NukeHavoc 03/22/06 7:57 AM
I thought ILOVEBEES and The Beast were great, and wish I had the time to do any thing more than just watch. It does raise one issue for me though: although I’m interested in RPGs beyond d20 (and fear the every-growing encylopedic nature of some of its tomes) at some point I’d really start to miss the crunchy bits. The writer in me loves the story, but ultimately the geek says “hey, what happened to the number crunching?”
You may be leading us to the Promised Land, and I’ll be more than happy to vacation there … but I think ultimately I’d be content to wander the desert wastelands (as long as I’ve got my +2 shocking longsword).
Berin Kinsman 03/22/06 8:27 AM
“There is only one way to roleplay: the way that achieves the best balance between the various desires of your particular group.”
–Robin D. Laws, Robin’s Laws of Good Game Mastering
I’m not trying to lead anyone anywhere. I’m just stating personal preferences and looking at “what ifs” and observing trends. There is no One True Way.
I think there’s a compromise between light and crunchy, and I think it’s “Bring Your Own Crunch”. Define how various TYPES of things work, then allow the players to define them. Knowledge skills work like THIS, you define the area of knowledge — that’s the existing mechanic that becomes the model. Maneuver feats work like THIS, you define the maneuver. Spells that do damage work like THIS, you define the special effects. That would work within the structure of classes and levels as well as with point-based systems.

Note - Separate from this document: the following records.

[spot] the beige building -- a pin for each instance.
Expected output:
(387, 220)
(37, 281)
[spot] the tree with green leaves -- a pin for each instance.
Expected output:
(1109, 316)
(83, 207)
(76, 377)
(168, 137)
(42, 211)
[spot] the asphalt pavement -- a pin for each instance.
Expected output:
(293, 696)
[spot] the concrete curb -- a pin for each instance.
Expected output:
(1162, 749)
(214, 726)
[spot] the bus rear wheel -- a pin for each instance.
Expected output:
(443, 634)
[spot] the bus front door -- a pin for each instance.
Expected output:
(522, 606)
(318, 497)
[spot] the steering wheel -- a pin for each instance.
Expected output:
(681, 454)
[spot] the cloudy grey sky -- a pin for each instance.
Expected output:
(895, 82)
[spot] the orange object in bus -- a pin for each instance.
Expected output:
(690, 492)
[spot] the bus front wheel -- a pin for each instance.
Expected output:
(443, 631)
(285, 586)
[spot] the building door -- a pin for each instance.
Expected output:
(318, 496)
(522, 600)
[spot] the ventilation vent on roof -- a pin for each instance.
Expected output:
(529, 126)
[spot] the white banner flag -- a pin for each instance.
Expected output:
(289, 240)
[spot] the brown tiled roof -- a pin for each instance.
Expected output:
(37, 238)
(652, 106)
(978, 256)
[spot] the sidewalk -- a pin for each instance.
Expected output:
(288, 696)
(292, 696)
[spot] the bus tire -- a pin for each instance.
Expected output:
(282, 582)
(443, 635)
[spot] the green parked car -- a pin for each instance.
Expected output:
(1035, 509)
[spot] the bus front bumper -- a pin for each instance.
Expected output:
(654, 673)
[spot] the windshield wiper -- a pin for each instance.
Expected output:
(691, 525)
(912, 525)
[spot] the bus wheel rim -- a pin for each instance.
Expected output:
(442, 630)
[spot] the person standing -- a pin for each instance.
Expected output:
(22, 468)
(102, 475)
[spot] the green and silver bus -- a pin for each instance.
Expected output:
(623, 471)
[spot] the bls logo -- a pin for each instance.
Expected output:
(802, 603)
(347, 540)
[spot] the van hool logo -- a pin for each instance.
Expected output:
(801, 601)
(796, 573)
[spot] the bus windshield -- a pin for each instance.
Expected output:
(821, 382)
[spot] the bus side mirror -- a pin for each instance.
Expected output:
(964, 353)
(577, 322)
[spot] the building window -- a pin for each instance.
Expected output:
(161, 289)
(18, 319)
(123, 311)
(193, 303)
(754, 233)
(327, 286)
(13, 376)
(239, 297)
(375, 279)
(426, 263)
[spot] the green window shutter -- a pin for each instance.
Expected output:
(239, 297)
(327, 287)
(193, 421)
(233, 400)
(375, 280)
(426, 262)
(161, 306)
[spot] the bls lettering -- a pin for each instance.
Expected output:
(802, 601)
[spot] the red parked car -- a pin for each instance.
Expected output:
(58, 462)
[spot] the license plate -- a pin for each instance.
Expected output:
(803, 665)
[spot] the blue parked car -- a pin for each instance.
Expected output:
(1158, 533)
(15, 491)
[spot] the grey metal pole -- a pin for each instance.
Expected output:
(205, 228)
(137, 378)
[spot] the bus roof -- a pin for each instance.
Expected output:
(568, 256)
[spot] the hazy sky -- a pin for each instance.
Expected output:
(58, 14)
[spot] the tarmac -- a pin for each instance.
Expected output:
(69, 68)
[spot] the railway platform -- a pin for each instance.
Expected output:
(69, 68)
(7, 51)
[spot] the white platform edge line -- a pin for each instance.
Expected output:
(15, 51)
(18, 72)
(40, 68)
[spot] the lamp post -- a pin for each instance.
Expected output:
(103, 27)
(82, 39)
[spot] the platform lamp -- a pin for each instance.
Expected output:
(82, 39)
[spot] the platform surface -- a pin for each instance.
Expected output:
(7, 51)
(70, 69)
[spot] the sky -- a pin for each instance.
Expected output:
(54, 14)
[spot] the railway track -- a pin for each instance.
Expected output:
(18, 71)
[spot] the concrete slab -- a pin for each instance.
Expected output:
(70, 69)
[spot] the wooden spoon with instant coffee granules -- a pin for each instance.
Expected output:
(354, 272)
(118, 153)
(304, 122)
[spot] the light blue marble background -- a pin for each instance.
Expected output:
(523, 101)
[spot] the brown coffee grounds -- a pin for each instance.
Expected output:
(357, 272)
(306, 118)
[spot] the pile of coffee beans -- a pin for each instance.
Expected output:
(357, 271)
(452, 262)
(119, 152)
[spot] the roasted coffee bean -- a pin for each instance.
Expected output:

You’d end up with smaller rulebooks without losing the structure. It would also destroy most large game companies’ splat-based business models, so it’s not going to come from a big publisher.
But this is a rant for another time.
NukeHavoc 03/30/06 6:16 AM
So I’m watching LOST last night, and thinking back to this thread, and right after the big dayglo climax … ” I thought “this is one hell of a cool game…”
Because really, drama aside, what makes the show work is that it is a game. Trying to figure out how the pieces fit, digging for information online … it’s much more of an active watching experience than a passive one. Granted, it’s not a roleplaying game, but give it time … with a few twists and turns fandom just might find itself unexpectedly interacting with the show. Not saying it will happen, just saying I wouldn’t be all that surprised.
Now excuse me while I go looking for some screen shots…
Berin Kinsman 03/30/06 6:36 AM
Heh. I was just getting ready to make a LOST post.